The CARMEN project (www.carmen.org.uk) is addressing these challenges by developing scalable cloud architecture to enable data sharing, integration, and analysis supported by metadata. An expandable range of services are provided in the cloud to extract value from raw and transformed data. This promotes the sharing of analysis services as well as data, and allows services to execute close to the data on which they operate. This is essential to avoid having to ship vast quantities (TBs) of data out of the cloud to the user’s machine for analysis.

Internally, the CARMEN cloud is built as a set of Web Services. Through experience of a wide variety of e-scientific projects over the past 8 years, we have identified a core set of generic services that we believe are needed to support science. These are: a data repository for file and structured data, a metadata repository to allow users to locate and interpret data, a service repository with dynamic deployment onto compute resources, a workflow enactment engine, and a security infrastructure.

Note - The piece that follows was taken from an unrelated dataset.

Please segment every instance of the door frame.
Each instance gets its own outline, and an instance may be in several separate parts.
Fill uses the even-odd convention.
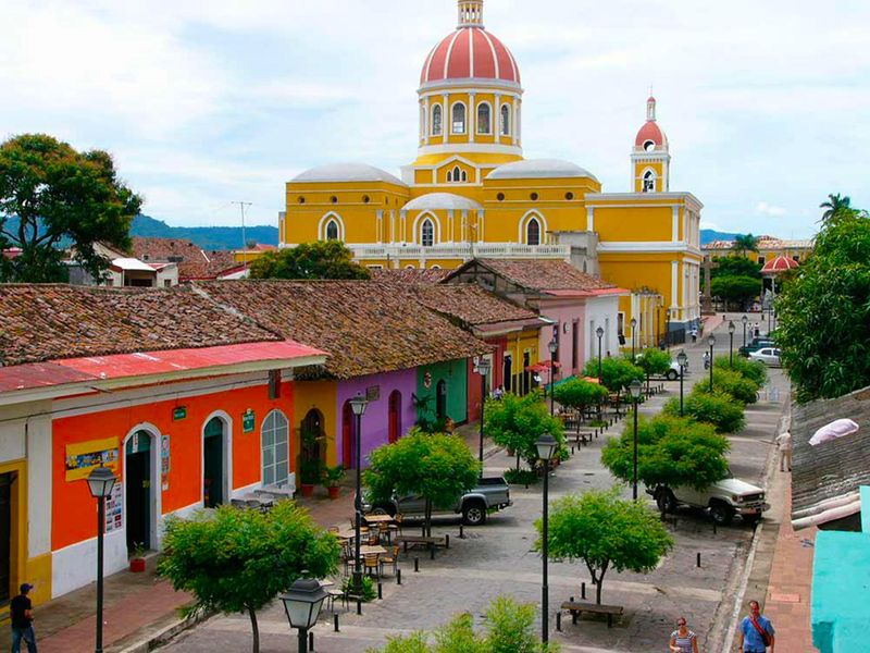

The talk will describe the design of the CARMEN system explaining how it is designed to support thousands of users analysing TBs of data. We will describe a typical neuroscience scenario and show how it is supported by the CARMEN prototype.

Speaker Details

Paul Watson is Professor of Computer Science at Newcastle University (UK) and Director of the North East Regional e-Science Centre. He graduated in 1983 with a BSc in Computer Engineering from Manchester University, followed by a PhD in 1986. In the 80s, as a Lecturer at Manchester University, he was a designer of the Alvey Flagship and Esprit EDS parallel systems. In 1990 he moved to industry, working for ICL as a system designer of the Goldrush MegaServer parallel database server, which was released as a product in 1994.In August 1995 he moved to Newcastle University, where he is/has been an investigator on research projects worth approximately $20M. His research has been focussed on parallel and distributed systems: in particular on database servers. In recent years his work has focussed on e-science, especially on methods of accessing and integrating large amounts of data held in distributed databases.In total, he has authored over forty refereed publications and three patents. He is a Chartered Engineer, a Fellow of the British Computer Society, and a member of the UK Computing Research Committee.